Shooting Near Loma Linda University Captures International Attention
December 3, 2015: A mass shooting resulted in the deaths of 14 people and 17 wounded just three miles from the campus of Loma Linda University (LLU), the leading Adventist health sciences institution in southern California, on Wednesday (December 2). Because the university medical center is the primary trauma center for the area, five of the victims were transported to LLU.
Early Thursday morning CBS Television News interviewed Dr. Kathleen Clem, the chief of emergency medicine at LLU Medical Center and chair of the emergency medicine department in the School of Medicine. Later in the day other administrators were involved in news conference with many journalists in attendance.
The shooters lived in nearby Redlands and were killed in an exchange of gunfire with police later in the day. They were Muslims and the event at which the shooting occurred was a Christmas party for county health department employees, but authorities have yet to determine if this was a terrorist incident or some other kind of violent situation.

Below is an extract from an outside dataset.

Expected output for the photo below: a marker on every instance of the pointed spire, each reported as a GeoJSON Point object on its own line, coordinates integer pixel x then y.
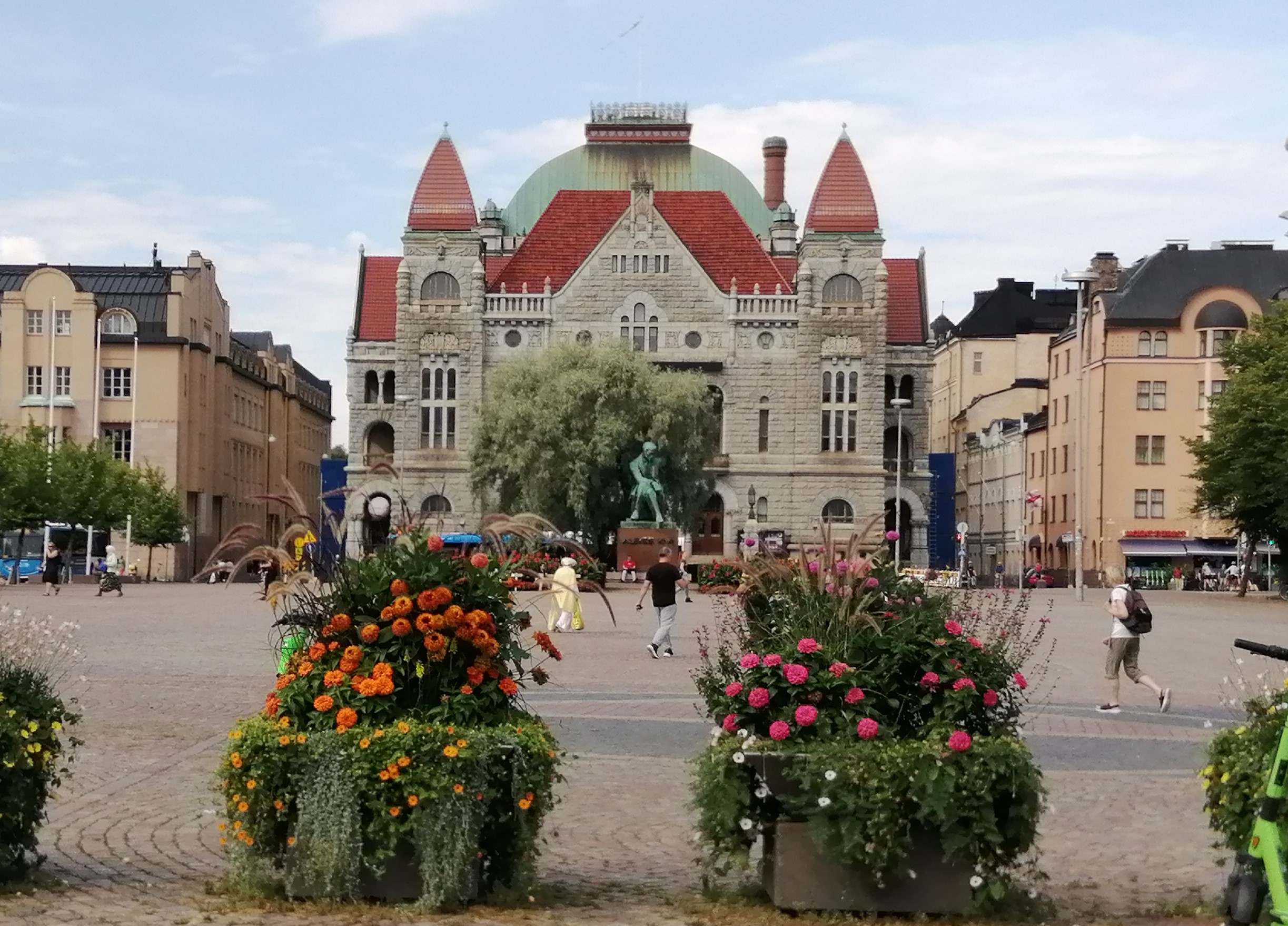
{"type": "Point", "coordinates": [442, 201]}
{"type": "Point", "coordinates": [843, 200]}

Clem is a graduate of the LLU medical school who later spent a decade as the first head of the emergency department at Duke University in North Carolina. While in North Carolina, she was also a volunteer in planting of a new Adventist congregation that reached out to university students and other interested individuals. Her husband, Terry, served as pastor of New Life Fellowship which continues as a growing and vital church today.
Clem returned to LLU in 2007 where she is in charge of training physicians as emergency specialists. She has held multiple national leadership roles within the American College of Emergency Physicians and the Society for Academic Emergency Medicine (SAEM). She serves as chair for the American Association of Women Emergency Physicians and president of the SAEM Academy for Women in Academic Emergency Medicine.
An excellent example of the mission-driven Adventist health professionals in the Loma Linda community, Clem established one of America’s first International Emergency Fellowships and organized teams to establish clinics or teaching trips in 11 countries. Recently she was appointed by the dean of the LLU medical school to lead an institutional culture change initiative for improving Peer Professionalism.